Garrang Wilam is one of 100 new schools that are being built by this government. We know that we absolutely need every single one of them—let me tell you, there are a hundred babies being born in Wyndham every single week. This could not be any clearer than in places out in my patch in Tarneit and the outer west. We need schools, and we need them pretty quickly, but we are also going to need great teachers. We need great teachers to be teaching in those classrooms, standing in front of our kids, helping build that foundation right from prep that will contribute to a wonderful life of learning.

This bill does make changes to the powers of the Victorian Institute of Teaching, the VIT, in relation to initial teacher education programs. I am sure I can speak for every family in Wyndham and in my patch of Tarneit: parents want to see the very best teachers there standing in front of the classroom because they know that no matter how glamorous the classroom is, their kids are not going to get that first-class education unless the teacher at the front of the room is of the highest quality and the highest standard—and that is what this bill is all about.

Now, a key area of this bill will enable the VIT to have greater certainty on what they can and they cannot regulate when it comes to that initial teacher education program, the ITE. The best example would be minimum entry requirements for ITE courses. This includes minimum ATAR requirements for Victorian universities that administer education courses. The changes in this bill will facilitate the VIT to raise these standards in the future.

Our government has a really good record of ensuring that our teaching educators are strong, I am very pleased to say. In 2017 we introduced the Victorian selection framework, which sets out the entry requirements for ITE programs. This included the introduction of a minimum ATAR requirement. I note that in 2019 the minimum ATAR requirement for year 12 students entering an undergraduate teaching program was raised to 70, up from 65 the previous year. For comparison, just five years ago school leavers who scored in the bottom 50 per cent—that is an ATAR of less than 50—made up half of teaching degree offers in New South Wales and the ACT. Victoria can only be the Education State with its first-class facilities, which I am very proud of, with incredible teachers, high-quality, high-standard teachers, teachers that are driven to giving our kids the very best education they can possibly get. So it is very reassuring to see that our government has taken this trend in New South Wales and the ACT very seriously and has made sure that these trends are not replicated here in Victoria.

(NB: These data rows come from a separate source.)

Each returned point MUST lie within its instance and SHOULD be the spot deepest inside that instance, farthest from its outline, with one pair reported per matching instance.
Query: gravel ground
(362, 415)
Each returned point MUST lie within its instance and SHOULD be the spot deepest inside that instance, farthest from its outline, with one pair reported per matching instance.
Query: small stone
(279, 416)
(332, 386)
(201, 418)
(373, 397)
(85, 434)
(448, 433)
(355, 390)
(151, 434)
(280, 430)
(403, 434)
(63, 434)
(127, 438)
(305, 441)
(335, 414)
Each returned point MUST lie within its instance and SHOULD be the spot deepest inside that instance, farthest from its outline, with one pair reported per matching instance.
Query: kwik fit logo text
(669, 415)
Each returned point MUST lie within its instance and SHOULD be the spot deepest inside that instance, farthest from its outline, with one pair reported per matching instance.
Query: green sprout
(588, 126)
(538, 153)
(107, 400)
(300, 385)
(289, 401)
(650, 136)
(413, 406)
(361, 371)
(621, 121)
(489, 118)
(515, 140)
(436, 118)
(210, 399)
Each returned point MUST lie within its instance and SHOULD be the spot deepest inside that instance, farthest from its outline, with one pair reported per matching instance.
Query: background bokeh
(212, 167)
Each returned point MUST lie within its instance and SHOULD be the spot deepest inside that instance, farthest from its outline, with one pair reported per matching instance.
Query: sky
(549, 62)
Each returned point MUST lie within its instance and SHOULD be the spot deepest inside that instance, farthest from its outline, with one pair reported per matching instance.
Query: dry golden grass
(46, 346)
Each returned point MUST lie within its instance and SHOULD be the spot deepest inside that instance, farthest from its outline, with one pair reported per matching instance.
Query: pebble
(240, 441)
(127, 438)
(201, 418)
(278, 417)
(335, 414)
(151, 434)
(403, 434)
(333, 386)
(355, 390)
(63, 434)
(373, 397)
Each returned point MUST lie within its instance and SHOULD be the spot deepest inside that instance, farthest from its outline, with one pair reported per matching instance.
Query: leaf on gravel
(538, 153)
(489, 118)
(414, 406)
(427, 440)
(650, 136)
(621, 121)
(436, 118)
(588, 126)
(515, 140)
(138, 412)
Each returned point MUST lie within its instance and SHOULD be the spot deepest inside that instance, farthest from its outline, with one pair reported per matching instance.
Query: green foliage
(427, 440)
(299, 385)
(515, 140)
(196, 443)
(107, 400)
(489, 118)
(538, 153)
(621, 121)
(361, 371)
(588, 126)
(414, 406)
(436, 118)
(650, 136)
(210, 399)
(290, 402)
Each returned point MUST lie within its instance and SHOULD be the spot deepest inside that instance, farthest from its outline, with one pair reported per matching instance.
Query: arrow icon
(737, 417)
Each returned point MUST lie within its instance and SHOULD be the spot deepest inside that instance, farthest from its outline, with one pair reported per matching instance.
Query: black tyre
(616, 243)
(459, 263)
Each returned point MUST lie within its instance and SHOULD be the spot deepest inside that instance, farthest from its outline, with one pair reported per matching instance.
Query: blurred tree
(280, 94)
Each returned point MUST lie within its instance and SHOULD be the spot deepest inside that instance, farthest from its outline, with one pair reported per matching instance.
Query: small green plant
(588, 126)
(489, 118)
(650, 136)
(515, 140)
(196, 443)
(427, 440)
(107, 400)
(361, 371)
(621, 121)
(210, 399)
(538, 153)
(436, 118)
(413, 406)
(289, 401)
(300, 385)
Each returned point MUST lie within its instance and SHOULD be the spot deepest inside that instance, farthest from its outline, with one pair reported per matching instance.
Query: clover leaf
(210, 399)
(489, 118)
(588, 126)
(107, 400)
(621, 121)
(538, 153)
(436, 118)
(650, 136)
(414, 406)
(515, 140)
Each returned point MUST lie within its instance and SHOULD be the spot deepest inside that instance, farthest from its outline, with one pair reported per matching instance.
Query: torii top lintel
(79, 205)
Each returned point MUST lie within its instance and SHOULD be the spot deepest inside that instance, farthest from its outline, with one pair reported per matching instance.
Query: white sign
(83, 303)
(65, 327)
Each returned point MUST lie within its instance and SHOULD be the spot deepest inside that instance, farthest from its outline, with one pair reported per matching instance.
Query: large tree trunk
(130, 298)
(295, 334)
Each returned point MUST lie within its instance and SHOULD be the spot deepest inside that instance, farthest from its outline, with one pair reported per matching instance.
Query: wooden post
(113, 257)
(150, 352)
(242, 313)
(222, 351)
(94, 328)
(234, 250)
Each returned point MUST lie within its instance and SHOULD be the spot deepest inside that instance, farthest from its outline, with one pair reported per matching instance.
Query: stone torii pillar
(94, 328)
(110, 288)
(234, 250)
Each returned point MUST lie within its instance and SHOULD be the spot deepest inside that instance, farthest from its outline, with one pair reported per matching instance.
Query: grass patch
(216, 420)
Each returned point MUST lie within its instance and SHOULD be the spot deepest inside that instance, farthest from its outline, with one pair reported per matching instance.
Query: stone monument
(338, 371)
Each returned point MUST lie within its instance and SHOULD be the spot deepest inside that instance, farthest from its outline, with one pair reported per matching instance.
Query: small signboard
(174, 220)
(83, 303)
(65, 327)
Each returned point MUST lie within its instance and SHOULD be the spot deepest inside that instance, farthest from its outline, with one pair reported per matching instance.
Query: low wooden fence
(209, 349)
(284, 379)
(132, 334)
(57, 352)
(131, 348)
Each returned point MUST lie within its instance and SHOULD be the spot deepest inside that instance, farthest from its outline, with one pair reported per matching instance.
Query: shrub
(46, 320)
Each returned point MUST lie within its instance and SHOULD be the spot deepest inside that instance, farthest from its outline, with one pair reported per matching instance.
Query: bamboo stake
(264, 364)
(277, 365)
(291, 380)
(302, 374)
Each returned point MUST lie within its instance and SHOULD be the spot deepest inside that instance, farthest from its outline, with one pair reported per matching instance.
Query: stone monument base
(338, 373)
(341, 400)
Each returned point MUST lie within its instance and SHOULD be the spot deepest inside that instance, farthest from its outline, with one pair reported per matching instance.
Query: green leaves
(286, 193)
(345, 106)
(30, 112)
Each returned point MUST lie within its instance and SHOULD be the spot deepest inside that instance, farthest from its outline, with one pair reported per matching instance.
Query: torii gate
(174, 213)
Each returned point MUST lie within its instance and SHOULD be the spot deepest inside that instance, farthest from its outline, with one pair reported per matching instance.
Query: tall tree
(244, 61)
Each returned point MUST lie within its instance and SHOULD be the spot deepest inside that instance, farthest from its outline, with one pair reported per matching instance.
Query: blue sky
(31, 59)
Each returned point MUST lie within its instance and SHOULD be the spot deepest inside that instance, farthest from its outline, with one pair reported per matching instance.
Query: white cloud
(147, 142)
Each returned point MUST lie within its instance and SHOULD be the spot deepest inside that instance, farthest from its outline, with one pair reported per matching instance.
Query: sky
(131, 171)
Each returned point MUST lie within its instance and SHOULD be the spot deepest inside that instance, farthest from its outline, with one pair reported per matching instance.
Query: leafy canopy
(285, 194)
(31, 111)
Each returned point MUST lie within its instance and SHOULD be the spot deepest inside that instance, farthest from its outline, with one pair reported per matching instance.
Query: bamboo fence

I do talk a lot about our government being determined to deliver that world-class education system for all Victorian students because it matters. It is life-changing for students, for families and for future generations, the future faces of Victoria. It is life-changing for these people. Not only are we investing heavily in making sure that students are learning in first-rate schools, but we are now going to make sure that their teachers are trained to the best and highest possible standard.

The changes in this bill will strengthen the VIT in regulating courses for those wishing to seek a career in teaching, and in doing so it will ensure courses properly equip teachers with the skills they need to deliver the education that our kids deserve. I wholeheartedly commend this bill to the house.